Speaking to EP Vantage at last month’s JP Morgan healthcare conference, Immunogen’s chief executive, Dan Junius, said the starting point was a target expressed on a cancer cell, with “less expression in healthy tissue”.
Then there is getting the linker and the payload right: “Some [cancers] may not be sensitive to the mechanism of action we have with the payload we worked with historically ... so we’ve now developed a second payload. This is significantly more potent than what is already a highly potent agent, meaning it can be used in cancers that don’t express the target in sufficient quantities.”
Mersana’s technology is still some way off being validated, but Takeda is not the first company to have made a bet on it; the private group closed a $35m series B round a year ago, counts Pfizer as an investor, and in 2010 struck a lucrative Fleximer-focused deal with Teva.

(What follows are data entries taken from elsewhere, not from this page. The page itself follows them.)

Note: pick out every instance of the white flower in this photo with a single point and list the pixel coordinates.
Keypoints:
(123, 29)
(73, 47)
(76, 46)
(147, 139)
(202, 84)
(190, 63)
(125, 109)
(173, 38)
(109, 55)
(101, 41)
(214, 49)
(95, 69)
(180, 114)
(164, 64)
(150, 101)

While work on ADCs has gone on for well over a decade Kadcyla was only the third to reach the market, after Pfizer’s Mylotarg – pulled in 2010 over safety concerns – and Seattle Genetics’ Adcetris. Takeda has a separate alliance with Immunogen, as well as rights to Seattle’s Adcetris that today yielded a $20m milestone.
For now the tie-up with Mersana does not even give Takeda rights in North America, so the Japanese group’s faith both in this technology and in ADCs in general must be considerable.